A new study from Digital Realty predicts that Asia-Pacific (APAC) will become a prominent enterprise data powerhouse, with a compound annual growth rate (CAGR) of 153% by 2024.
Four cities in the top six for the Data Gravity Intensity Metro forecast are from APAC, with Singapore leading with 200% CAGR through 2024. This is followed by Hong Kong (2nd), Sydney (4th) and Tokyo (6th).

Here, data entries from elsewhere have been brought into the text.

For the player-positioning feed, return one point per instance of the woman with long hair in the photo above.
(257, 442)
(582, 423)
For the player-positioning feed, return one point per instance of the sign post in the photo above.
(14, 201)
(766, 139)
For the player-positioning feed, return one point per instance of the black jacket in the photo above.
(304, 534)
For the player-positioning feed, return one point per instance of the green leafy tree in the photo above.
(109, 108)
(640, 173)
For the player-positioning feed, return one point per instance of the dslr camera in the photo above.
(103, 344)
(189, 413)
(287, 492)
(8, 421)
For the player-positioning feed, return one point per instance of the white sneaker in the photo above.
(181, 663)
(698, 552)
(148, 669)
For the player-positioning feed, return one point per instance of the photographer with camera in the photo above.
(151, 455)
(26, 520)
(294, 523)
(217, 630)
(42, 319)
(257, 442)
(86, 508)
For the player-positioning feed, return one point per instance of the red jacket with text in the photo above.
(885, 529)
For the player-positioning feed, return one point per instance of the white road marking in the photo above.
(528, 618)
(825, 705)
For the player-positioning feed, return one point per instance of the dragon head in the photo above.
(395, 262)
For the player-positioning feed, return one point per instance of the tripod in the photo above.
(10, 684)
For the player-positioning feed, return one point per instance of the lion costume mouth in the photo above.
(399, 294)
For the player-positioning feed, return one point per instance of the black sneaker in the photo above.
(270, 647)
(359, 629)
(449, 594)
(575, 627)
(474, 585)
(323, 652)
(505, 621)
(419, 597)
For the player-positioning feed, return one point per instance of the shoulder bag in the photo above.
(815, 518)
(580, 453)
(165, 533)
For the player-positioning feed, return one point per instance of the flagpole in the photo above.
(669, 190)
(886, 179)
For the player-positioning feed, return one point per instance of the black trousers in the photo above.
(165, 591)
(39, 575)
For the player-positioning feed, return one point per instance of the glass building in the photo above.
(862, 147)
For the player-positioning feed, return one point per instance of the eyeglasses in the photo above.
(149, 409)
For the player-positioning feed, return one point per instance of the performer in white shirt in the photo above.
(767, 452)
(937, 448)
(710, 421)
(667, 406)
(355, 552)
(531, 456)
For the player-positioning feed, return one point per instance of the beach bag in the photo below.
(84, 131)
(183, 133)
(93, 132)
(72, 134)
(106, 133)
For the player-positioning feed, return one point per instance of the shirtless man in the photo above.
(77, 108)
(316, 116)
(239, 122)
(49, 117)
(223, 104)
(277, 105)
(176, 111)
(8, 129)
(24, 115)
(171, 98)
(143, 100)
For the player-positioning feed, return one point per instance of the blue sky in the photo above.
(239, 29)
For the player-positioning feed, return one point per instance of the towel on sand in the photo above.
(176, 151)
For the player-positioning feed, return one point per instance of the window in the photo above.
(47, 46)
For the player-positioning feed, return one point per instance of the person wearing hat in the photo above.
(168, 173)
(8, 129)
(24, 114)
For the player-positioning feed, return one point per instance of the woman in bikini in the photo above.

North America and the Europe, Middle East and Africa (EMEA) regions are predicted to have 137% and 133% CAGR respectively.
The research comes as the world readies itself for growth brought about by the fourth industrial revolution, or Industry 4.0.
In the World Economic Forum paper, jointly put together with McKinsey, The Next Economic
Growth Engine Scaling Fourth Industrial Revolution Technologies in Production, Industry 4.0 is touted to have the potential to create US$3.7 trillion in value by 2025.
The IDC report, The Digitization of the World – From Edge to Core, projects that 80% of data worldwide will reside in enterprises by 2025. GlobalData forecasts APAC to account for close to 30% of the data centre space globally by 2023 due to increasing demand for cloud services and digitalisation from investors and enterprises.
All these put the region in a strong position to leverage Industry 4.0’s growth.
Data gravity index – what it means
The Data Gravity Index DGx – which measures the creation, aggregation and private exchange of enterprise data across 21 metros – reveals that regions with strong global connectivity and an abundance of data-led industries, such as a thriving technology scene or prominent financial services sector, create so much enterprise data that they produce a ‘Data Gravity’ effect, exponentially attracting more data to the region.
Measured in gigabytes per second, Data Gravity Intensity is expected to grow by a CAGR of 139% globally. This comes at the back of data stewardship driving global enterprises to increase their digital infrastructure capacity to aggregate, store and manage the majority of the world’s data.
Dave McCrory, vp of Growth and global head of Insights and Analytics at Digital Realty explains that Data Gravity not only attracts data but makes both data and services that rely on it exponentially more difficult to move.
“This gives cities with a particular weight in one industry, like Singapore’s robust financial services space or Japan’s established manufacturing sector, a huge advantage as they naturally attract more of the same kind of data and services – and with them businesses. This also makes it more challenging to attract opportunities away from them,” he added.
Data has become a key strategic resource, but data gravity means too much of it can be difficult to use and impossible to move while constantly creating and attracting more.
APAC’s data lead
Countries in APAC with sizeable industrial base kickstarted their Industry 4.0 initiatives rather early compared to other markets. Per the WEF report, this has allowed them to dive deeper into establishing institutional frameworks to support the scalability of Industry 4.0, rather than cover the surface on creating awareness on new technologies.
Mark Smith, managing director for Asia Pacific at Digital Realty, commented: “Asia Pacific is home to some of the leading business and data hubs spearheading the adoption of advanced technologies including 5G, Artificial Intelligence and Internet of Things in the world.”
He opined that the leading APAC cities of Singapore (200%), Hong Kong (177%), Sydney (159%) and Tokyo (155%) are proven international financial and business hubs, providing rich gateways for global enterprises to connect to various parts of the world.”
Data flow is as important as volume
The Data Gravity Index DGx says APAC is home to many of the world’s most interconnected city pairings. This can be attributed to the regulatory ease of doing business with one another, as well as the cities’ thriving financial and manufacturing centres. These include Tokyo and Hong Kong as well as Beijing and Shanghai.